Das bedeutet die SPS muss über den PC geroutet werden!

Besser wäre ein UMTS Router wie z.B. von LUCOM oder DELTALOGIC  hat sicher auch einen  
Damit kann man dann zum Router direkt einen Tunnel aufbauen und die SPS steckt dan mit dem LAN-Kabel im UMTS Router.
Mache es so.. .anders wirst nicht glücklich!

Gruß


----------



## MK1973 (18 April 2012)

Ja,

es wäre einfacher einen fertigen Router zu verwnden.
Aber die Router kochen doch auch nur mit Wasser, ich will sagen ein PC sollte sowas doch auch hinbekommen.

Michael


----------



## mike_roh_soft (18 April 2012)

Die Router arbeiten aber nicht mit Windows mein Lieber 

Und mich würde es viel mehr stören wenn der PC vor Ort immer zur Fernwartung an sein müsste! Dann muss man immer anrufen und sag: Schalt mal den PC ein etc.


----------



## Sven Rothenpieler (18 April 2012)

Wenn der PC das könnte, brauchst du ja keinen Router mehr, um ins Internet zu kommen...  Will heißen, es sind hier zwei verschiedene Anwendungsfälle... auch wenn ein PC intelligenter als ein Router ist, so kann man ihn nicht unbedingt "alles" zumuten


----------



## MK1973 (18 April 2012)

@ mike_roh_soft 

Zur Inbetriebnahme laufen noch mehr PCs. 

@ Sven Rothenpieler

Ich denke immer noch das es gehen sollte, vielleicht mit Routing?
Natürlich gibt es auch fertige Lösungen.

Michael


----------



## MK1973 (18 April 2012)

@ Sven Rothenpieler

Ich komme auch ohne Router in Internet, wenn ich den UMTS Sick in den Laptop steckte. (USB)


----------



## Sven Rothenpieler (18 April 2012)

MK1973 schrieb:


> @ mike_roh_soft
> Zur Inbetriebnahme laufen noch mehr PCs.

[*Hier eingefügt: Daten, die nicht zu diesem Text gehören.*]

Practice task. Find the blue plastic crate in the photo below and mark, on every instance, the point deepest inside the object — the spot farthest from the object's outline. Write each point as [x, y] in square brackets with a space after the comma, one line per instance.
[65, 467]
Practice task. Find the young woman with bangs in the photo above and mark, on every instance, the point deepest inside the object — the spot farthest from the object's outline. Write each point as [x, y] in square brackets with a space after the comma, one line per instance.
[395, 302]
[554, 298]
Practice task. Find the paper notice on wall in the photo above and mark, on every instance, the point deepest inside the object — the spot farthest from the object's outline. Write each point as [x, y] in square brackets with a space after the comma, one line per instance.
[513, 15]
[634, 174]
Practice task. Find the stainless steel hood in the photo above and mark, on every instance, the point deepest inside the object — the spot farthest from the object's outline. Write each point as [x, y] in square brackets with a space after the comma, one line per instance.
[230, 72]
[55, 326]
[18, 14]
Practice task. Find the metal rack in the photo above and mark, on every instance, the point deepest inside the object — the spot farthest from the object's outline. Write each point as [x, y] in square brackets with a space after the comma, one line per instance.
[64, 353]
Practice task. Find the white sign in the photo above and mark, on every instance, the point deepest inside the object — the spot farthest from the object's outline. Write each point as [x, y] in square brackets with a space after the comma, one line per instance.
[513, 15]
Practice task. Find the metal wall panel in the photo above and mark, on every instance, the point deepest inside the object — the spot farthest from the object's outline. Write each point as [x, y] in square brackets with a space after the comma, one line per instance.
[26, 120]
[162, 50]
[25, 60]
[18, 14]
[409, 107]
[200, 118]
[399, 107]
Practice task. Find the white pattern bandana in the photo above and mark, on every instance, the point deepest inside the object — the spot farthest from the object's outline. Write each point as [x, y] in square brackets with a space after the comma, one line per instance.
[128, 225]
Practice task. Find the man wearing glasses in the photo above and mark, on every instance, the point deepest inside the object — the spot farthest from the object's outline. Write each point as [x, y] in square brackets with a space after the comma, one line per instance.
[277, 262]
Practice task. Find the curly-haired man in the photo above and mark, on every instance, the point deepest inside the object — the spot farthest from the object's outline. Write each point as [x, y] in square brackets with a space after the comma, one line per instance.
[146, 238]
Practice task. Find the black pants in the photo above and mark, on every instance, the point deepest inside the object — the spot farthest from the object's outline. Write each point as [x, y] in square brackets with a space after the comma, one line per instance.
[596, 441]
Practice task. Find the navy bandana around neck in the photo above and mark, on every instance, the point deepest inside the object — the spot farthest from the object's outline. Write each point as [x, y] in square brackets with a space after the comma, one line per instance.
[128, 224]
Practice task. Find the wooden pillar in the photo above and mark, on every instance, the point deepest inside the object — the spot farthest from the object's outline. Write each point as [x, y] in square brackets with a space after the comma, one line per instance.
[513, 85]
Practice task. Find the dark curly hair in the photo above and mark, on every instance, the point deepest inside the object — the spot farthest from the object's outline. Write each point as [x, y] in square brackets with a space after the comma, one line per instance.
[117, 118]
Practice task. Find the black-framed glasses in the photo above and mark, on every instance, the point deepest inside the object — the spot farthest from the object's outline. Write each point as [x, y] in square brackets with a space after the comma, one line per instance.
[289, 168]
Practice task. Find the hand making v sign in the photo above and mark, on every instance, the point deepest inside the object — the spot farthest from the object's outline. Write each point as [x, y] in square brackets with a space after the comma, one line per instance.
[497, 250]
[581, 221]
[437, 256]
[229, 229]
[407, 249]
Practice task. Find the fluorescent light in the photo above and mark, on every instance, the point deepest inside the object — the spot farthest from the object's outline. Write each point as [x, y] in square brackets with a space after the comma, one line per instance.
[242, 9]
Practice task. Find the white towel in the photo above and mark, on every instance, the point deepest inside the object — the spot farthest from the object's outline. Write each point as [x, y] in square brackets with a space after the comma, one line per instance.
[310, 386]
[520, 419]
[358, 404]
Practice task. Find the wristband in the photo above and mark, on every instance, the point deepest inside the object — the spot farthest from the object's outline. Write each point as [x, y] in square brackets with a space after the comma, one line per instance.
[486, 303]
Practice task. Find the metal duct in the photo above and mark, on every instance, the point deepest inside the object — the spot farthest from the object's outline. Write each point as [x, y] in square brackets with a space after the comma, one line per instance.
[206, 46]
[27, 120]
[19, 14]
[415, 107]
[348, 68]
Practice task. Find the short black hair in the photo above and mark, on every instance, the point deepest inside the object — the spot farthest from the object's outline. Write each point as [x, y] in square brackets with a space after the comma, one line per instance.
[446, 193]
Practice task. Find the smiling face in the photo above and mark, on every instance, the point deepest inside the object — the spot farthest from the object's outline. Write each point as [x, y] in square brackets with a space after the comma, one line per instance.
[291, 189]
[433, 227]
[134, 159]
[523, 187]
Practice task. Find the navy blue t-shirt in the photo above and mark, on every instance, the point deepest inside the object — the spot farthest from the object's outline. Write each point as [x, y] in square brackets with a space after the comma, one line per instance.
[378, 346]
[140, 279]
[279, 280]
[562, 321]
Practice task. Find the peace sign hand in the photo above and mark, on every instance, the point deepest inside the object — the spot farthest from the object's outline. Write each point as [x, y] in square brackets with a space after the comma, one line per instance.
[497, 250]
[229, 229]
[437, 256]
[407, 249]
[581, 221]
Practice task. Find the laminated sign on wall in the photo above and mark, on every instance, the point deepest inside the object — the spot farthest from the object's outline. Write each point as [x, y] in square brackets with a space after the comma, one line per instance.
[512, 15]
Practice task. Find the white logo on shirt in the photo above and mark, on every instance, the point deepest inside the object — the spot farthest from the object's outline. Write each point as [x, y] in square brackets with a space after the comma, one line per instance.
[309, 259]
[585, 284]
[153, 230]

Das ist klar, aber das diese PCs zur Fernwartung an sein müssen... verbinde die SPS per LAN-Kabel direkt mit dem Router und alles ist gut  Wenn der Router über PAT/NAT und Portforwarding verfügt, dann braucht der PC nicht mehr zur Fernwartung eingeschaltet werden


----------



## Sven Rothenpieler (18 April 2012)

MK1973 schrieb:


> @ Sven Rothenpieler
> 
> Ich komme auch ohne Router in Internet, wenn ich den UMTS Sick in den Laptop steckte. (USB)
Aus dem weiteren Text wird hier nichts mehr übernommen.